Q: “Maybe, this is what Trump will do? Contrary to all the rejoicing in the Russian press, the team he has formed could not be described as great lovers of Russia.”

Solovei: “That is true. But that depends on whether we can come to an agreement. Americans don’t care about Russia; they are busy with their own problems. And if they decide that we are their problem, they will apply pressure. In the meantime, we are trying to pretend that we are not a problem for them.”

Q: “It is clear what we want from America. But Trump is a businessman. What can we offer in return, in what can we interest him?”

Solovei: “We can’t offer much, but we do have something. We can offer to untie the Syrian knot, we can participate in it together. We can offer to put pressure on North Korea, although here we are not as strong as, say, China.”

Q: “And that’s it?”

Solovei: “I think so, yes.”

Q: “Isn’t it too little to exchange for Crimea and sanctions?”

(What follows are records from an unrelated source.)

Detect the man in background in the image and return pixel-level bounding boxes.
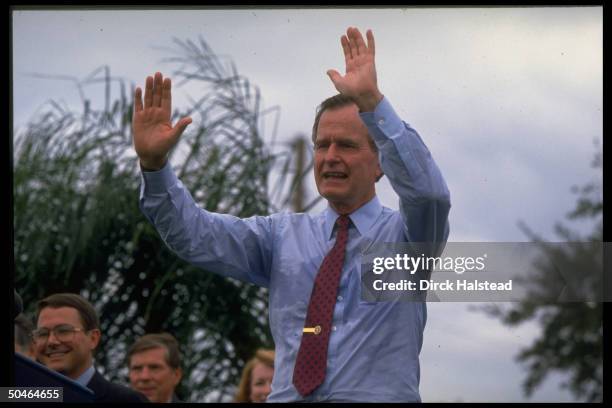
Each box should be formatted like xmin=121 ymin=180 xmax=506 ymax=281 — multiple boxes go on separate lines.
xmin=127 ymin=333 xmax=183 ymax=402
xmin=32 ymin=293 xmax=147 ymax=402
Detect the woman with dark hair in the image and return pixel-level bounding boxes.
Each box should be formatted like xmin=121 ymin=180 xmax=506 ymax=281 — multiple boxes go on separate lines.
xmin=234 ymin=349 xmax=274 ymax=402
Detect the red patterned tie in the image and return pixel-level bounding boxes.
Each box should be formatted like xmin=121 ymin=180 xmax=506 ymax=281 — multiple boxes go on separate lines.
xmin=293 ymin=215 xmax=349 ymax=396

Solovei: “Nobody in Russia can possibly hope that the Crimea issue will be resolved! And after all, the most serious sanctions were applied against us not because of Crimea, but because of Donbass. Especially since the sanctions can be, in fact, watered down without announcing their removal. Which is what we hope for: that if we reach an agreement on Syria, we will then be able to come to an agreement on sanctions.”

Q: “In the beginning of our conversation you mentioned Ulyukaev’s arrest as an important event of 2016. In what way can it draw attention to itself in 2017?”

Solovei: “Actually, Ulyukaev’s arrest is the third trend what was formed in 2016. Not an event, but a trend. And a very important one: transformation of punitive measures into a mechanism for controlling the economy and politics. This is the meaning of repressive crackdowns: they must be illogical. So that people would be afraid. Imagine: you are under threat, but you don’t understand the logic behind it. Will you be eager to work? You will hardly try very hard if you know that any initiative on your part serve as the basis for launching a criminal investigation.”

Q: “Are they trying very hard now?”

Solovei: “At least they work. But the risk of persecution decreases their efficiency. It gets harder and harder to make decisions and ensure their implementation. That’s why it is yet another trend that will bring about the political crisis.”

Q: “I believe there were conversations similar to ours in early 1916; at that time, Lenin said that there would be no revolution in his generation.”

Solovei: “To be precise, he said it in January 1917. Three weeks before the revolution in Russia started. But no revolution in the world history has ever been predicted. I wrote an entire book about revolution [titled ‘Revolution! The Fundamentals of Revolutionary Struggle in Modern Times’], which is very popular, especially in the State Duma. You can spend an evening telling people that ‘everything is peaceful in Baghdad’ [reference to a popular movie and song], and the next day you’ll find yourself in a revolutionary country.”

_______________________

[1] The conversation was conducted by journalist Irina Tumakova.

[2] See MEMRI Special Dispatch No. 6698, Russian Daily Mk.ru Removed Interview With Renowned Scholar Valery Solovei Predicting That ‘It Is Not Unlikely That [Putin] Will Have To Be Absent From The Public Spotlight For A Few Months’, December 2, 2016.

[3] Fotanka.ru, January 4, 2017.

[4] See MEMRI Special Dispatch No. 6685, Russia This Week – November 13-20, 2016, November 20, 2016.

[5] See MEMRI Special Dispatch No. 6756, Echo Of Moscow Interviews Russia’s Anti-Corruption Crusader Navalny Following His Announcement That He Will Run For President In 2018, January 26, 2017. This week a Russian court in a retrial found Navalny guilty of corruption charges, and the guilty verdict, even it does not involve jail time, will disqualify him from running. Themoscowtimes.com, February 8, 2017.

[6] See MEMRI Special Dispatch No. 6704, Russia This Week – November 27-December 8, 2016, December 8, 2016.

[7] See MEMRI Special Dispatch No. 6698, Russian Daily Mk.ru Removed Interview With Renowned Scholar Valery Solovei Predicting That ‘It Is Not Unlikely That [Putin] Will Have To Be Absent From The Public Spotlight For A Few Months’, December 2, 2016.